她所住的院子,自有仆妇早早的洒扫干净。只到底是些粗使的婆子,有些黛玉惯用的东西物件,准备的都不太对。
是以岸芷一到家便忙着重新收拾。
“岸芷姐姐,姑娘回来了。”莲生跟着黛玉进门,一见屋内的情形就大吃了一惊,“这是怎么了?咱们院儿招贼了?”
不过才离开几个月,怎么姑娘的屋里就跟雪洞似的了。
“你这张嘴,混说什么呢。”岸芷抽空捏了把莲生的嘴,“在自己家里,什么贼不贼的。”她扶着黛玉到榻上坐着,“姑娘先坐一会儿,我那边马上就收拾完了。”
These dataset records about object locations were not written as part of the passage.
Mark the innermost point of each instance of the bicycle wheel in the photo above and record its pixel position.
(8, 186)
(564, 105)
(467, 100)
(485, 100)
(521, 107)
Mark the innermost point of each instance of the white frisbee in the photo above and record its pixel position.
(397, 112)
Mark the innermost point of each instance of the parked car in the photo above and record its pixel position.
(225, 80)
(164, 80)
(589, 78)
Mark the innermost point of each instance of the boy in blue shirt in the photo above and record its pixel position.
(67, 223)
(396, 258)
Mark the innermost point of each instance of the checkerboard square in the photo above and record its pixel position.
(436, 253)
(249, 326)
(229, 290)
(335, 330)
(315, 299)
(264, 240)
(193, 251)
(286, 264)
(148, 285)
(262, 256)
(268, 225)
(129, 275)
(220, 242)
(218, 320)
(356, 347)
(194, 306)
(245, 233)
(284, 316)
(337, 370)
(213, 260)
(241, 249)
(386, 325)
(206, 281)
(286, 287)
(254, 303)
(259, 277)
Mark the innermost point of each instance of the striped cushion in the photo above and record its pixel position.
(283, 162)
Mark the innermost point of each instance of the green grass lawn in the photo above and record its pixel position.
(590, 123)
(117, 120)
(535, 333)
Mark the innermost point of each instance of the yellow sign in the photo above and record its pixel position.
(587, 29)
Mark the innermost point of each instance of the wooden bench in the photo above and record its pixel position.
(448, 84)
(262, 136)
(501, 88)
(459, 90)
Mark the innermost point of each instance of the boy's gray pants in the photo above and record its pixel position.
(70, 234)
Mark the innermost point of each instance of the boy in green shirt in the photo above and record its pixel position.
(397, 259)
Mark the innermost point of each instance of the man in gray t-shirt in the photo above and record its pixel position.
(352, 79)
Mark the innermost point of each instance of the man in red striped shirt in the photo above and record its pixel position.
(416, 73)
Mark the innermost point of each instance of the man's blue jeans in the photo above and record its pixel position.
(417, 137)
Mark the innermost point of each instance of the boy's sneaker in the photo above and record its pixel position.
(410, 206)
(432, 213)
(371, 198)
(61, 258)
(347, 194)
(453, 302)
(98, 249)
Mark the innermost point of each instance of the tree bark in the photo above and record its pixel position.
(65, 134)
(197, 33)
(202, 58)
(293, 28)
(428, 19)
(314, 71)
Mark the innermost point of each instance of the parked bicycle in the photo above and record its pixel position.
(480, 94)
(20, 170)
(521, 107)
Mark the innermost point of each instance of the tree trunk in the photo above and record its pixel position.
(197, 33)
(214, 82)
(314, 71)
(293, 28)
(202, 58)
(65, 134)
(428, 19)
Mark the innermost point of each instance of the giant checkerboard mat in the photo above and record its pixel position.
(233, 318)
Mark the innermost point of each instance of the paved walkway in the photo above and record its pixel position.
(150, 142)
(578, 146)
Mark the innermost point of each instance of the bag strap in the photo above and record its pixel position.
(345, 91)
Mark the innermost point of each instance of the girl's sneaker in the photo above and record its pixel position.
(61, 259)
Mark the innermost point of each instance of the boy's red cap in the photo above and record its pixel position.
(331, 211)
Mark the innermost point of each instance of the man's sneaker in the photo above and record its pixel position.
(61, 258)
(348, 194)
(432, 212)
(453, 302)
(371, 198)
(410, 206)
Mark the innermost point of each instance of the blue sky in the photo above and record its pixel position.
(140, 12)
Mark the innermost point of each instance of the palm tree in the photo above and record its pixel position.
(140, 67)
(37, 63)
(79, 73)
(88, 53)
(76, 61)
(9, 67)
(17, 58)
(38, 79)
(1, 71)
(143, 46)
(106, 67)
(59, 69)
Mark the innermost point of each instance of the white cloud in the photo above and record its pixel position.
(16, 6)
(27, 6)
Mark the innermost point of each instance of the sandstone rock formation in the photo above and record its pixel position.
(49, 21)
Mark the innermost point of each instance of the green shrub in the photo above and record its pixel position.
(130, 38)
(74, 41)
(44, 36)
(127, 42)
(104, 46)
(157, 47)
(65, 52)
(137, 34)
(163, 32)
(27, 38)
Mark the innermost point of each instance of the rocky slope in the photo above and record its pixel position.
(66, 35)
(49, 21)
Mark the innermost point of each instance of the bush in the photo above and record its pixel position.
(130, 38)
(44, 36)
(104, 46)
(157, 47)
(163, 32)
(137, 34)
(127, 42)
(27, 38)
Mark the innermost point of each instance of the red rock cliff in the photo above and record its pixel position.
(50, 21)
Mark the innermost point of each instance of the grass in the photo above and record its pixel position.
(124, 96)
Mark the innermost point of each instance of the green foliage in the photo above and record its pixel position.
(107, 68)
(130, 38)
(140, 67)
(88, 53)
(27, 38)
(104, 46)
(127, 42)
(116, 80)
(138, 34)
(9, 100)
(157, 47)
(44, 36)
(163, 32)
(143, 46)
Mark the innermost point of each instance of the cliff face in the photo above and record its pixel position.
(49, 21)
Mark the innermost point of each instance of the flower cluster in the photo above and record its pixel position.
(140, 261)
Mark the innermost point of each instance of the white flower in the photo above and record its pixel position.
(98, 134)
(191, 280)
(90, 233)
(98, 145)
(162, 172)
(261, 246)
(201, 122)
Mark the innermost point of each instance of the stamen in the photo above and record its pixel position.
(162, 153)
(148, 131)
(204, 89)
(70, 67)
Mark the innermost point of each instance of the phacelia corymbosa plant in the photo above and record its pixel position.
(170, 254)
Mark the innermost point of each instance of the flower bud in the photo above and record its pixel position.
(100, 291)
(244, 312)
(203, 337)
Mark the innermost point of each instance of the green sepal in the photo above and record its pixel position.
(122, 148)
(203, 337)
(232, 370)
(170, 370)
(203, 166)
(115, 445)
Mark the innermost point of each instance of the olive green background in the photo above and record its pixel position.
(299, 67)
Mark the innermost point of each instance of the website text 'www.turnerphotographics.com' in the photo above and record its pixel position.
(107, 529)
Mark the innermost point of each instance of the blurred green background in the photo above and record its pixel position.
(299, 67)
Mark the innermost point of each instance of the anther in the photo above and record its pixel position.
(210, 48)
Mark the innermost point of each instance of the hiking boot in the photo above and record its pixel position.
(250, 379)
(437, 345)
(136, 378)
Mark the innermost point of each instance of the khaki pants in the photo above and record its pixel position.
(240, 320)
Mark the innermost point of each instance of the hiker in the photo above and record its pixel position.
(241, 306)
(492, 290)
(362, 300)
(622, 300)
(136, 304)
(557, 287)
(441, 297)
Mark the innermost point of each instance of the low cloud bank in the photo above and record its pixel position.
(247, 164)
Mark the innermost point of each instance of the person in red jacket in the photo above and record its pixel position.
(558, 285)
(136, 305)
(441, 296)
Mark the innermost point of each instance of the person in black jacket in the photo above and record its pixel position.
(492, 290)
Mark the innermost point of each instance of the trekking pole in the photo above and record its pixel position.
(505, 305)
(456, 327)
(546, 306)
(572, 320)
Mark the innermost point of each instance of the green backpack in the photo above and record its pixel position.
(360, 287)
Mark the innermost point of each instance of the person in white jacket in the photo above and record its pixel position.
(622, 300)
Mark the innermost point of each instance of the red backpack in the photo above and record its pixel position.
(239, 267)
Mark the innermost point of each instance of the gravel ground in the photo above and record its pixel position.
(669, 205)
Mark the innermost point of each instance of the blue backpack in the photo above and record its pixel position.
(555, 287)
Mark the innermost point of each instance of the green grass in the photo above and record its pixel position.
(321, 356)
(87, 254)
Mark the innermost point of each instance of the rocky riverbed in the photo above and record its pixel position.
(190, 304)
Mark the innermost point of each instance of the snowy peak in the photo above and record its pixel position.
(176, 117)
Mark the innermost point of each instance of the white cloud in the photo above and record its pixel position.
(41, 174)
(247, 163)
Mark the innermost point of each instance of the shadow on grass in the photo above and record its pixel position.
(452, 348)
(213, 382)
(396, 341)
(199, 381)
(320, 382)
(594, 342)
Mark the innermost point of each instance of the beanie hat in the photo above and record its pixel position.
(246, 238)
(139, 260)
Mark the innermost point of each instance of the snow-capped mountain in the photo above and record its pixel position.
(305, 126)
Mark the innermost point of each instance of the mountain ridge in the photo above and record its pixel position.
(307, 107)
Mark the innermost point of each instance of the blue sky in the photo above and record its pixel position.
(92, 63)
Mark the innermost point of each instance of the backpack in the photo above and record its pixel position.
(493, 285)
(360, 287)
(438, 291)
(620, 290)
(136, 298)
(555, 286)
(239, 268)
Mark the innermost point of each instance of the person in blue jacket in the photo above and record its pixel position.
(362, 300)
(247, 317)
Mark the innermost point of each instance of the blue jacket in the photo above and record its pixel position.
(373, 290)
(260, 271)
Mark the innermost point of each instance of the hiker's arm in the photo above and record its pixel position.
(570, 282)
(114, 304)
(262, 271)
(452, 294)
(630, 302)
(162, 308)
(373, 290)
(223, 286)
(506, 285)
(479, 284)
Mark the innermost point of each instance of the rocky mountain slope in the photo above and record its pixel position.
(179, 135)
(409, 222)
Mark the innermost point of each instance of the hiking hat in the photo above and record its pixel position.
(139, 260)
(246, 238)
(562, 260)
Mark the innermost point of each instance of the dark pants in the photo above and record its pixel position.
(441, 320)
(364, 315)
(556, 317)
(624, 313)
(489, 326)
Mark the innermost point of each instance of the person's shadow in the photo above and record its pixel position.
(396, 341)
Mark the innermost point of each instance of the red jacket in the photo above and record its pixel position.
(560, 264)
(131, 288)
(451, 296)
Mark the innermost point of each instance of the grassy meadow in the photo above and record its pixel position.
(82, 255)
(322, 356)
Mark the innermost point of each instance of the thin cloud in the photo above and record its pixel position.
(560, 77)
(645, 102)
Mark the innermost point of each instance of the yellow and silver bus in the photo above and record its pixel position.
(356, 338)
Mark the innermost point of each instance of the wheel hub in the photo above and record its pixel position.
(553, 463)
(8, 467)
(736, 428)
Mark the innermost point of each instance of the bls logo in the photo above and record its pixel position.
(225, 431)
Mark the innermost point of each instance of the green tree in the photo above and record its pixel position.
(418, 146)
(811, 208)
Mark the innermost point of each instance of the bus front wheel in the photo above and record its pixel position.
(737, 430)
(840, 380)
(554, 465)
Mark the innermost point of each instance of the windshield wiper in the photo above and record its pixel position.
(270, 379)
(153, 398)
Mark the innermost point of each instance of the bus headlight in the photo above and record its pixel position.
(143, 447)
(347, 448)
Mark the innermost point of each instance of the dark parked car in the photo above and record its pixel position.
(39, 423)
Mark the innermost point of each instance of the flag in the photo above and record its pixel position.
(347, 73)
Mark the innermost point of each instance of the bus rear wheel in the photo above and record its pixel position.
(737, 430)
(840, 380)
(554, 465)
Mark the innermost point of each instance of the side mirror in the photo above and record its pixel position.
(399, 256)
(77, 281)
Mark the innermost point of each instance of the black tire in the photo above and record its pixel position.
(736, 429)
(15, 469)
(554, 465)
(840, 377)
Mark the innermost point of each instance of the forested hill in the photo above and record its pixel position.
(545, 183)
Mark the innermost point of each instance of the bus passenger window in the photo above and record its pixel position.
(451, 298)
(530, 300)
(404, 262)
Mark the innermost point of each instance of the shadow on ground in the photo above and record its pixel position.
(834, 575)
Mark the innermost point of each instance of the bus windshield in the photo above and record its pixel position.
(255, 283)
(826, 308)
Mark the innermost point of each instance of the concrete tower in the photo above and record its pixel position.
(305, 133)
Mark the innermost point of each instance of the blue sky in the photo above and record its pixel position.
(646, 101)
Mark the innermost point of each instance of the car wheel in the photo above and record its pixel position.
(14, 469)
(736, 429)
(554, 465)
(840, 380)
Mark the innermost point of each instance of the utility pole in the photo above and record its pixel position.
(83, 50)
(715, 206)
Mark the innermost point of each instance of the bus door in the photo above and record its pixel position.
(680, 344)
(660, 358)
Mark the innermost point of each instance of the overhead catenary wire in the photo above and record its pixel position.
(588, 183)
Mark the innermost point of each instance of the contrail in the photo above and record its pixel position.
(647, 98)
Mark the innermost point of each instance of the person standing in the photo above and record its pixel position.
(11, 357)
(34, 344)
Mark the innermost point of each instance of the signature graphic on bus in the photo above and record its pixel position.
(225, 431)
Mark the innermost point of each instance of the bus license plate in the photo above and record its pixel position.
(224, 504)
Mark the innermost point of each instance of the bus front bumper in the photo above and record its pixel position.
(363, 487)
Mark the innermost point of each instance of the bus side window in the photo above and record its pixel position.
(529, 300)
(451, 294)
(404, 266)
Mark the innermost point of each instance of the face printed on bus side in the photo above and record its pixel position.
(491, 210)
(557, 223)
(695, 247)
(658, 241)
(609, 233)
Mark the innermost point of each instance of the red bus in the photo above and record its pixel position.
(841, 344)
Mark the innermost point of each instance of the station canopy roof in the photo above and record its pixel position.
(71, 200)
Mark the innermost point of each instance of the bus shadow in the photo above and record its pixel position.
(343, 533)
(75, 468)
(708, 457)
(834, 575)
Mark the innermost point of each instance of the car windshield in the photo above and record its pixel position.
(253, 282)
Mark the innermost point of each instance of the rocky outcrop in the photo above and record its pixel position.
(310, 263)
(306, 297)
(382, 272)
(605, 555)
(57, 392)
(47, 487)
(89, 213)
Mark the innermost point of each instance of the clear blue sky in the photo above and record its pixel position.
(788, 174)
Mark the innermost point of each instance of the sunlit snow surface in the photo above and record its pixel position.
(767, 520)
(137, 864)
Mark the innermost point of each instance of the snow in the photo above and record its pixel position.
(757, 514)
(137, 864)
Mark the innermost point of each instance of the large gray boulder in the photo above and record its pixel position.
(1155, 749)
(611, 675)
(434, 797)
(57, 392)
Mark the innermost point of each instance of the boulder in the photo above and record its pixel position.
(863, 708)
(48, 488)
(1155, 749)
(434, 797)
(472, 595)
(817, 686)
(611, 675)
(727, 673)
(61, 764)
黛玉瞧着自己的屋子也有点陌生,实在是这变化确实大了点。
“倒也不急着全收拾出来。”她一边解开帷帽一边说:“只把床铺和书房收拾收拾就行。”
“对了,红梅和张妈妈呢?”
“没看到呢。”莲生也加入整理大军,将黛玉带回来的那些书本册子小心的摆出来。
“姑娘!”一个大嗓门在屋外响起,“我回来了。”
屋内的三人都笑了,“这个雪雁。”岸芷无奈道:“在京都可把她给憋坏了。”
雪雁进门正好听见这句,当即点头赞同:“诶,对咯!在别人家就是没在自己家里舒服。”她喜滋滋的说。
“就会贫嘴。”黛玉嗔了她一眼,“叫你办的事怎么样了?”
“姑娘你还不放心我么……”雪雁将提来的茶炉放到架子上,捡了干净的茶碗,又把她们带回来的茶包翻了出来。
“咱们走的这段日子,您是不知道,府里可乱了套了。”她一边泡茶一边给黛玉说自己打听来的消息。
“先是抓到两个偷东西的,被管家发现打一顿撵了出去;然后又是两个婆子夜间聚赌,还拉扯进了……”她放低了声音,“那位楚姨娘。”
黛玉:“……?”
“反正听说这三位都被老爷灌了哑药,拉到下市去了。”
莲生闻言抖了抖,“下市?那可是最低等的卖人地儿。”她以前在拐子那儿就天天被恐吓,说她不听话就给拉到下市去。
雪雁耸了耸肩,“具体的我也不知道。反正说当时处理了好大一批人,你没发现家里少了好些熟面孔么。”
莲生不明白,却本能的察觉到了危险,她缩了缩脖子小声嘀咕:“我还没出去逛呢。”
黛玉却明白,这想必是父亲查到了害死母亲的凶手!她捏紧了拳头,听雪雁继续说。
“这事之后,老爷便让人将后院的几处屋舍都给锁了,他自己呢,日常就住在前院儿里。”
“楚姨娘犯了事儿,那还有一位呢?”岸芷好奇问。
“另一位可是聪明人。”雪雁将泡好的茶放在黛玉手边儿。
“就楚姨娘出事儿后,那位韩姨娘就同老爷自陈。
原来这位韩姨娘有个青梅竹马的相好,但她们家里一直不同意这俩人成亲。
后来那位相好出意外摔死了,韩姨娘就死了心,任由她家人把她卖进了咱们府里。”
“她和老爷说愿意在佛堂替夫人与姑娘祈福,只求老爷不要让她归家。老爷见她可怜便允了,就在后罩房那边修了个佛堂。
听说她当晚进去就自己落了发,如今都称一声无尘居士呢。”
这般果决的女子,倒让屋里的几人听怔住了。
“都说女儿柔婉,她却既贞烈又有骨气。”黛玉赞了声,“岸芷姐姐,待会你把老太太给我的那尊观音送到佛堂去,就说是我贺她。”